Figure 2. Polyglutamylation controls the affinity of Tau protein to microtubules.

Figure 2

  1. Schematic representation of the TIRF microscopy assay setup. Label‐free GMPCPP‐stabilised microtubules, polymerised from wild‐type and knockout‐mouse brain tubulin, are attached to a glass coverslip chamber sequentially and imaged in IRM mode. Their identity is retained by their positions on the coverslip (Steps 1 and 2). Next, 70 nM purified Tau‐meGFP is added to the chamber and its microtubule binding recorded in TIRF microscopy mode (Step 3). The fluorescence intensity of Tau‐meGFP on each microtubule in the chamber is measured in the subsequent affinity analysis (Step 4).
  2. Representative IRM and TIRF microscopy images showing microtubule positions and Tau‐meGFP intensities for different PTM variants (grey: wild type; blue: Ttll1 −/−; yellow: Ttll7 −/−; green: Ttll1 −/− Ttll7 −/−; pink: Atat1 −/−). In the last column, false‐coloured TIRF images highlight differences in Tau‐meGFP intensities on different types of microtubules (Movie EV1). Scale bars 5 μm.
  3. Quantification of the integrated intensity of Tau‐meGFP on GMPCPP microtubules in three independent sets of experiments performed with independently purified tubulin samples. Single assays (Fig EV2A) of one experiment were combined after normalisation to the wild‐type microtubule values (A.U., arbitrary units). Each data point represents the normalised fluorescence intensity value of one microtubule. Mean values and standard deviation are shown for each scatter plot. Student's t‐test; P‐values displayed.
  4. Summary quantification of the three independent experiments shown in (C). Each point is a normalised mean of the triplicates, and error bars represent standard deviation. Student's t‐test; P‐values displayed.

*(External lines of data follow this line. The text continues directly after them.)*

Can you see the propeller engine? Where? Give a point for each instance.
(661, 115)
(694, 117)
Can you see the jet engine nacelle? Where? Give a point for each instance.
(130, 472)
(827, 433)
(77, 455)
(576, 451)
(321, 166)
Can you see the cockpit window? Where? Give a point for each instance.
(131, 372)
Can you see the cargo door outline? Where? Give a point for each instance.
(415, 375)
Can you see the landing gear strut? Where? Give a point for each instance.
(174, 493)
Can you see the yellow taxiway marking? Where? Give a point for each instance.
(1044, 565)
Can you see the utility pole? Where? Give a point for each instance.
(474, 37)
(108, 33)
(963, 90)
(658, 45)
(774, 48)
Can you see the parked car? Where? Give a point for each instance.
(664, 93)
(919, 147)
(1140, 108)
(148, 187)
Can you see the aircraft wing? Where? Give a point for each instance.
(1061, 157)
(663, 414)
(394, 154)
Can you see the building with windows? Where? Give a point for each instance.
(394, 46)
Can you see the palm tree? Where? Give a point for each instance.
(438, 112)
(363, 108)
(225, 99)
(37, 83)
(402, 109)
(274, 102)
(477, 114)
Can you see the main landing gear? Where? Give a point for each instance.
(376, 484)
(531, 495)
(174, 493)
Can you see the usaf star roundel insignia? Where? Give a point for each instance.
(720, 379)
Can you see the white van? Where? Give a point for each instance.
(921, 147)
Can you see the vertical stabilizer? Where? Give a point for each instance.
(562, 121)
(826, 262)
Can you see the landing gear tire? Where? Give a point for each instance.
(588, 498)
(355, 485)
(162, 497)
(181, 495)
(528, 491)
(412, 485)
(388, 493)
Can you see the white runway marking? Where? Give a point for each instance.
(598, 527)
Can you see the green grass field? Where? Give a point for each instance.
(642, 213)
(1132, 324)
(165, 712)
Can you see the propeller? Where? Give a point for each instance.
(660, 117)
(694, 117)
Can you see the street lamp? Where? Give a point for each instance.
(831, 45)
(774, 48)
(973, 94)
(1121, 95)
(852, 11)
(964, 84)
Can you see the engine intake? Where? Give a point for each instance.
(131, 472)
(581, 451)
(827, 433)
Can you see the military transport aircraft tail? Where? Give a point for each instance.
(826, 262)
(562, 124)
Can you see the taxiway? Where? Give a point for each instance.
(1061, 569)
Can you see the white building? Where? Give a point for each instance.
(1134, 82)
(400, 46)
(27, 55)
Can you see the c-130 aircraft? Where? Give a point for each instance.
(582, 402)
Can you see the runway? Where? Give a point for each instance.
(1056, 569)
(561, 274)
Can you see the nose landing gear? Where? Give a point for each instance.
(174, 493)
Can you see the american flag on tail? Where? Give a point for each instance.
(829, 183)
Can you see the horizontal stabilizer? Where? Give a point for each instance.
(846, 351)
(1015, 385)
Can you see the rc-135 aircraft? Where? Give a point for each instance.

  5. Saturation curve of increasing concentration Tau‐mCherry binding to GMPCPP wild‐type and Ttll1 −/− Ttll7 −/− microtubules. Each data point is shown as mean ± standard deviation of the raw integrated intensity values (A.U. × 104) of three experiments with independently purified tubulin samples (Fig EV2D). Dissociation constants K d and R 2 coefficient from non‐linear fits of each microtubule type are indicated below the plot.
  6. Tau‐envelope formation on Taxol‐stabilised wild‐type and Ttll1 −/− Ttll7 −/− microtubules (grey and green arrowheads, respectively) 5 and 120 s after the addition of 40 nM Tau‐mCherry to the TIRF microscopy flow‐chamber (Movie EV2). Scale bars 5 μm.
  7. Analysis of percentage total microtubule length in the flow‐chamber covered by Tau envelopes. Pooled data points from three experiments (each data point represents tau coverage of microtubules within one field of view) with medians and interquartile ranges represented. Mann–Whitney test, P‐values displayed.